TNCs programme includes a public education campaign, aimed at making local people aware of how dangerous and illegal the practice is. Kimberly John, manager of the Sustainable Waters Program for The Nature Conservancy said other activities under the programme include the specialized training of more than 20 honorary River Wardens in environmental management, law and compliance as well as enforcement issues.  The wardens can arrest persons caught poisoning the rivers in the Rio Grande Valley . Law enforcement personnel and judges also received training in order to help them recognize, effectively prosecute and appropriately punish offenders.

Previously the enforcement officers did not know what to charge offenders for, the correct ways of collecting evidence and how to present their case in court, Ms. John stated.

Fishermen are also being encouraged to return to traditional fishing methods such as using fishing pots, line fishing and nets instead of harmful poisoning. The project began in 2007 and should finish in June 2009.

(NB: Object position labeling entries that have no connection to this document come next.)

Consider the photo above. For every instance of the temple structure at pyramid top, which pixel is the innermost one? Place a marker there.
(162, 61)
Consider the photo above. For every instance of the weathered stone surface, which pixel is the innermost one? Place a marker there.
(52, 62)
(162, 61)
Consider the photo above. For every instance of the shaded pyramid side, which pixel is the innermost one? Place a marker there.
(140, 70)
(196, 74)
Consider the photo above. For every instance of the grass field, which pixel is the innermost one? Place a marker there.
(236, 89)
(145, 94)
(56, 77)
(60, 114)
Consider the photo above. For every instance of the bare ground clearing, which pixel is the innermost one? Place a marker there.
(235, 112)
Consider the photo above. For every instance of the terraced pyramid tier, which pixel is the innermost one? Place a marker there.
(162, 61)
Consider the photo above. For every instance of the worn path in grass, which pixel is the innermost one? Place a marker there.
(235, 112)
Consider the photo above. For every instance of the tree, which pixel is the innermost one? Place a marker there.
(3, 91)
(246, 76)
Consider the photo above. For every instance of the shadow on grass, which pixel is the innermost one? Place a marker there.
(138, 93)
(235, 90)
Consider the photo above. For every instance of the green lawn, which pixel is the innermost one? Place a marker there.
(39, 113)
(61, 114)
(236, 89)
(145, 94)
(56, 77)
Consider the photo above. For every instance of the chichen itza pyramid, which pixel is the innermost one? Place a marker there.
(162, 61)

Additionally, the Jamaican Ministry of Health has also recognized that the islands water sources are severely polluted and report that more than half the water sources in the island (sea and rivers) that were tested in the first three months of 2008, had high levels of bacteria or pollutant in them.

Leonard Smith, Environmental Engineer at the Ministry of Health, supervises the laboratory where the water samples are tested.

Up to 55 percent of the samples this year were poor, he said, when asked about the extent to which the islands water sources were polluted.  However, he said industrial waste as well as effluent and other waste from squatter settlements also contribute to the problem.

UNEP estimates that approximately 40,000 cases of gastroenteritis is reported in the region each year and Mr. Smith lists gastro-intestinal illness, rashes and ear infections as the key health problems that affects Jamaicans due to poor water quality from polluted water sources.

Mr. Cover says a number of workshops on the dangers of polluting rivers have been held in his community.  However, he is concerned that enough is not being done by law enforcement to prosecute people who continue to harm the environment by putting poison in the rivers in St. Thomas as well as those who own farms who do not take steps to reduce the chemical run-offs from their farms.  The use of organic fertilizers is one environmentally friendly option that is recommended instead of the chemical fertilizers that are widely used. He would also like to see more public awareness, education and training on the issue within the parish.

He was not immediately optimistic that the IUCN Caribbean Environment Initiative will help to address the river pollution issue that, to him, is an urgent matter. But he indicated that he would be doing further research to see how the initiative can be meaningful to residents of St. Thomas in saving the parishs fish stock, safe guarding public health and preserving an activity that has both economic and cultural significance to the sparsely populated parish which sits on eastern tip of the island and is often forgotten.